Видимо, я немного распалился, потому что все взглянули на меня с удивлением. Директор сказал:
— Должен призваться, мистер Брейтуэйт, что это предложение исходило от меня. Мне казалось, если людям станет известно, что у нас работаете вы, школа от этого только выиграет. Думаю, в английских школах не так много преподавателей-негров, одна из таких школ — наша, мы вправе этим гордиться, почему же не сказать об этом вслух?
— Мне очень жаль, мистер Флориан, — ответил я, — но общественный смысл моего пребывания здесь меня мало интересует. Умиротворять общественное мнение по вопросу о всеобщем равенстве — увольте. Я просто учитель и не нуждаюсь в рекламе, по крайней мере при таких обстоятельствах.
Они были разочарованы, но уговаривать меня не стали и вскоре снова взялись за работу: фотографировали ребят в классе, за обедом, на площадке, во время танцевальной перемены. На уроке у Белла ребята показывали фотографам высокий класс, облачился в спортивную форму и сам Белл. Ребята старались вовсю, предвкушая минуту, когда они откроют газету и увидят себя, вошедших в историю, на радость родителям и друзьям, на зависть менее везучим ученикам младших классов.

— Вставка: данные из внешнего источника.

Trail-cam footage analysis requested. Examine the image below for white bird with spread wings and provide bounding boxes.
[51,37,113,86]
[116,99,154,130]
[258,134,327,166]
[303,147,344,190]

В следующий понедельник фоторепортаж был опубликован. Я говорю «фоторепортаж», потому что просто не знаю, каким еще термином назвать свершившееся бесчинство. Фотографии действительно были, что касается «репортажа», он состоял из нескольких подзаголовков и короткого абзаца, причем текст никак не раскрывал содержания фотографий. Всего их было три. На одной мистер Флориан, маленький седой согбенный старец, танцевал с кем-то из девочек, а вокруг него лихо отплясывали другие девчонки, и вид у них был неряшливый и диковатый. Такой контраст вызывал только смех. Второе фото запечатлело группу ребят, они стояли и лениво курили, на лицах отпечатались порок и развращенность. Третье показывало столовую во время обеда — казалось, тюремная «столовка» выглядит лучше. От этого «фоторепортажа» разило ужасной мерзостью, при виде его меня едва не затошнило, а в учительской я застал всеобщее негодование — слишком зло подшутили над школой газетчики. Миссис Дру объявила, что на первой перемене директор просит всех зайти к нему.

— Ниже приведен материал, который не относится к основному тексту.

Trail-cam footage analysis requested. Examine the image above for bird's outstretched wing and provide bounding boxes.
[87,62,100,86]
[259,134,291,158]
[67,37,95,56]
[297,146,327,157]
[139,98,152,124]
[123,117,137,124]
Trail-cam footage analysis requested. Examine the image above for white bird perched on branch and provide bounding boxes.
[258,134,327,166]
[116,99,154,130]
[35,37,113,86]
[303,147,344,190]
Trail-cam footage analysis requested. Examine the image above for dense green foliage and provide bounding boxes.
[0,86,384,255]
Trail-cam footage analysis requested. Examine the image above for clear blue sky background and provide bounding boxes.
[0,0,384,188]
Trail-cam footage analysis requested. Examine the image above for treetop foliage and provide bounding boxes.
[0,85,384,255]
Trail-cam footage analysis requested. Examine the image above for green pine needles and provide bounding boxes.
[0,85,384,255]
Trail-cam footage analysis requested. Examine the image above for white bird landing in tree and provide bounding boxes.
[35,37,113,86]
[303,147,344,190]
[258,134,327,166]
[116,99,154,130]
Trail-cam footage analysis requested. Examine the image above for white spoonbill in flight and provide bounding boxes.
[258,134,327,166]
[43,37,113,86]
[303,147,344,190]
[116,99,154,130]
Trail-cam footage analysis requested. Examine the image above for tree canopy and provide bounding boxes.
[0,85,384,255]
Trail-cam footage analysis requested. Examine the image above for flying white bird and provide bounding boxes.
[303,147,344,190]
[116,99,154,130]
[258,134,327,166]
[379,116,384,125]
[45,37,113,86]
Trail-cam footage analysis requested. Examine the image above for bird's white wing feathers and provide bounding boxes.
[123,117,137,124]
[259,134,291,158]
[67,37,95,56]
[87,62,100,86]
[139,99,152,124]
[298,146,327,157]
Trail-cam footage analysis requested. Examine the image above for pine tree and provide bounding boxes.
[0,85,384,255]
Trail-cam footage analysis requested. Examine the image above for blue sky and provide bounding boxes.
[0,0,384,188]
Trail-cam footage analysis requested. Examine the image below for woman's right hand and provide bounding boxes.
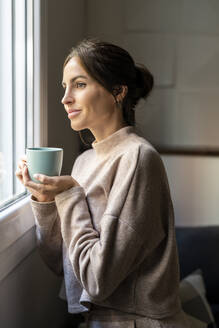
[15,155,54,202]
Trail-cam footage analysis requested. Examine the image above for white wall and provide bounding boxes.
[86,0,219,225]
[0,0,84,328]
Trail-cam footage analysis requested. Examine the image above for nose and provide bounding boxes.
[61,90,74,105]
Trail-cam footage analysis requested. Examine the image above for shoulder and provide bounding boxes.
[72,149,94,174]
[120,134,162,167]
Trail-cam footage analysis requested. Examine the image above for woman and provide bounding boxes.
[17,40,204,328]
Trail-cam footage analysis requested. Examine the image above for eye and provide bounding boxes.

Детей такая реклама ничуть не огорчила, наоборот, они считали, что репортаж удался на славу. Что касается снимка с сигаретами, ребят, как выяснилось, соблазнили позировать. Мы, конечно, знали, что кое-кто в школе покуривает, но из фотографии следовало, что курят они открыто и вместе. Им было неважно, что изображено на фото, главное — напечатали, и многие даже поехали куда-то к черту на кулички, чтобы достать побольше экземпляров этого номера. Наверно, если у ответственных за публикацию и были какие-то угрызения совести, повышенный спрос на газету с этим «шедевром» надежно рассеял все сомнения.